Dehors, la pluie ne semblait pas vouloir s’arrêter et la nuit allait finir par tomber. Comment allait-elle retourner au village ? Et à quelle heure ? Scrutant le cadran de l’horloge accroché près de la salle de bain, Mika grimaça.
- Faites que la pluie cesse, murmura-t-elle en une sourde prière.
- Si la pluie ne s’arrête pas vous allez devoir passer la nuit ici.
Passé la nuit ici avec cet étrange maître des lieux, un chien flippant et même avec ce charmant majordome qui lui rappelait son père ne l’enchantait guère. Ils étaient seuls ici loin de tous et ils pouvaient arrivés tant de choses. Elle sentait déjà une sourde angoisse et la peur l’étreindre.
- Je ne sais pas trop, dit-elle d’une toute petite voix. Il n’y aurait pas une voiture ici que je puisse emprunter pour me rendre au village ?
- Il y en a plusieurs même mais c’est Sir. Longford qui en a les clés.
- Oh !
Ce n’était vraiment pas sa veine. Elle avait le choix entre se rendre sous un déluge au village ou rester ici ce qui voulait dire avoir peut-être une chance de revoir le maître des lieux.
- Pourquoi ne vous reposeriez-vous pas un peu en attendant que la pluie cesse ? Je vous réveillerais si cela arrive et je vous conduirais moi-même au village.

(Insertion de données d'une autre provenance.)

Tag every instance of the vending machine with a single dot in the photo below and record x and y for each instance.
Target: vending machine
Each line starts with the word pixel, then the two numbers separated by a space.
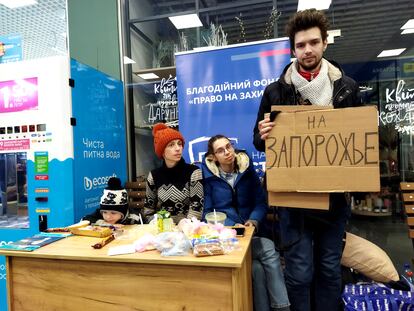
pixel 62 136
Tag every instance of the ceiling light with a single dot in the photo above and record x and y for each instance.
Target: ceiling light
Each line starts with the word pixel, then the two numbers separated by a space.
pixel 408 24
pixel 127 60
pixel 12 4
pixel 407 31
pixel 148 76
pixel 313 4
pixel 394 52
pixel 332 34
pixel 186 21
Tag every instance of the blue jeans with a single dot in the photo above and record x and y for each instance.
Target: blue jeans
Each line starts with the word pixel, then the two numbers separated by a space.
pixel 269 290
pixel 314 262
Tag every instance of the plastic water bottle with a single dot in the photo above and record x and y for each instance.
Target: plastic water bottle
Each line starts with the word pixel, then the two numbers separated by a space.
pixel 408 273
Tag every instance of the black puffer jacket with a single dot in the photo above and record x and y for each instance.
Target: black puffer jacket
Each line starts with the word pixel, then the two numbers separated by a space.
pixel 282 92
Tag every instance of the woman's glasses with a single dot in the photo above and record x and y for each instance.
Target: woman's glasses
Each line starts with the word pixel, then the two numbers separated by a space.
pixel 222 150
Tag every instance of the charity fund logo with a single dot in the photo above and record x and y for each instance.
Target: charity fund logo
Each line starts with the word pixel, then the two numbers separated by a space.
pixel 96 182
pixel 198 147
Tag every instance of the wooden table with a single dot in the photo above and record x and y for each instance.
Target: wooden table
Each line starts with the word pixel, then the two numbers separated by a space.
pixel 70 275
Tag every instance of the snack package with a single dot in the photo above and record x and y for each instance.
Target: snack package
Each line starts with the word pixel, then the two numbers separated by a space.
pixel 172 244
pixel 93 231
pixel 164 221
pixel 213 247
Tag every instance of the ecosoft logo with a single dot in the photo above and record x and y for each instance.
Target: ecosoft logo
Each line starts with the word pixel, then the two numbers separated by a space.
pixel 96 182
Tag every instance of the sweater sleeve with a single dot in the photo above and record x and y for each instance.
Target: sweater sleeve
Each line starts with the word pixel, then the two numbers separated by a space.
pixel 260 206
pixel 151 200
pixel 196 195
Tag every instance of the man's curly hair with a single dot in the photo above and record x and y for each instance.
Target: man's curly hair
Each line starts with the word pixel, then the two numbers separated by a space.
pixel 304 20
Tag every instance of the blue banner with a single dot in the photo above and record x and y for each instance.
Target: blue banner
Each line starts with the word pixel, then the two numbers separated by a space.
pixel 219 92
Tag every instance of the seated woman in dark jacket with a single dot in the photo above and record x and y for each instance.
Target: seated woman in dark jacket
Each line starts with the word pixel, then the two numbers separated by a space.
pixel 232 186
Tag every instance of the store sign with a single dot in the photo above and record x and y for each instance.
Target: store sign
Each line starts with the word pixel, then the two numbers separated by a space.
pixel 18 95
pixel 162 104
pixel 399 108
pixel 219 92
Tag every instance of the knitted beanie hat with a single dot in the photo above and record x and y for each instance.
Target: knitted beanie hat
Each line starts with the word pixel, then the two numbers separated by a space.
pixel 115 197
pixel 162 136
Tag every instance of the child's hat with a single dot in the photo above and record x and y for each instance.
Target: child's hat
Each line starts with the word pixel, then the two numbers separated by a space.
pixel 162 136
pixel 115 197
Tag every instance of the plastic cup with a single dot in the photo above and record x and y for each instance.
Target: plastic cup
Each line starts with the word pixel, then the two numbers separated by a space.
pixel 217 217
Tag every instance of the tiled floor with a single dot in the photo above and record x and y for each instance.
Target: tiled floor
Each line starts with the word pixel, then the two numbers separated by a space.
pixel 390 233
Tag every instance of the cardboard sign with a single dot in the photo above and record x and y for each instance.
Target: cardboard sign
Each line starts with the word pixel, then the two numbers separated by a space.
pixel 313 200
pixel 328 150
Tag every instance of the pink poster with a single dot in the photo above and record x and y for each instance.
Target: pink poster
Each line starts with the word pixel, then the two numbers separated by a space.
pixel 15 144
pixel 18 95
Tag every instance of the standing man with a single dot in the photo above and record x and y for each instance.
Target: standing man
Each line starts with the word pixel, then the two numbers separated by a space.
pixel 312 239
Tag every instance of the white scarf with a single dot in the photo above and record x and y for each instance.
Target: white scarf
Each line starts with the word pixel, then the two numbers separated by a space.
pixel 319 90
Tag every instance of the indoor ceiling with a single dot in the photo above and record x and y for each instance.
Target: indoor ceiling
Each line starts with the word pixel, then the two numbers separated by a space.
pixel 367 27
pixel 42 27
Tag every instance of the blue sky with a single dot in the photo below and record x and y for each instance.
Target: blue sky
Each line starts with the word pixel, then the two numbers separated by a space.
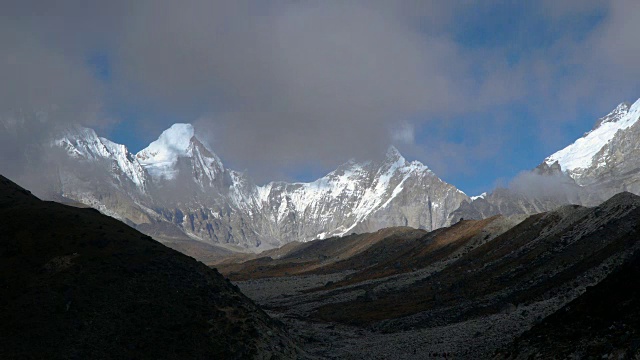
pixel 477 90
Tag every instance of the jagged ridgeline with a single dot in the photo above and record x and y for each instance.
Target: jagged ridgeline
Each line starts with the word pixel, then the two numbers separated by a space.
pixel 178 190
pixel 77 284
pixel 177 187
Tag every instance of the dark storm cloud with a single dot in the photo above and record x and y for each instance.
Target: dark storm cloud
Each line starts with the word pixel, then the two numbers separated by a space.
pixel 292 82
pixel 41 89
pixel 281 84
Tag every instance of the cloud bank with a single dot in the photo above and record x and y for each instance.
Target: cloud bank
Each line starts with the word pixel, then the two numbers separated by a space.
pixel 279 85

Un peu de repos après ce voyage en train et cette longue marche ne lui ferait pas de mal, après tout.
- Et cela ne dérangera pas votre… maître ?
- Sûrement, dit-il avec un sourire amusé.
- Et vous voulez tout de même que je reste. Moi, je préférais non. En plus, il ne doit pas avoir de chambre prête pour une invitée.
- Vous ne trouvez pas cette chambre agréable ? J’y fais régulièrement le ménage en plus de celui du maître.
Le vieil la regardait de manière très impassible comme s’il lui intimidait l’ordre de réfuter ses paroles ou de refuser de rester.
Elle se retrouvait dans une situation non seulement imprévue mais assez impressionnante, sous le même toit que l’homme qu’elle devait convaincre de travailler pour l’orchestre où elle travaillait et elle ne savait toujours pas comment s’y prendre sans compter que leur première rencontre avait été assez… elle ne savait même pas qu’elle mot serait le qualifier. Désastreux. Oui, cela pourrait aller.
Elle avait beau échafaudé des plans et des scénarios elle ne savait plus quoi penser. Convaincre cet étrange homme qui avait l’air de ne pas apprécier la moindre présence humaine de revenir à la civilisation ? Le pourrait-elle ?
Elle poussa un lourd soupir et scruta le vieil homme.
- Alors, c’est d’accord mais juste le temps que la pluie cesse.
En espérant qu’elle s’arrête avant la nuit.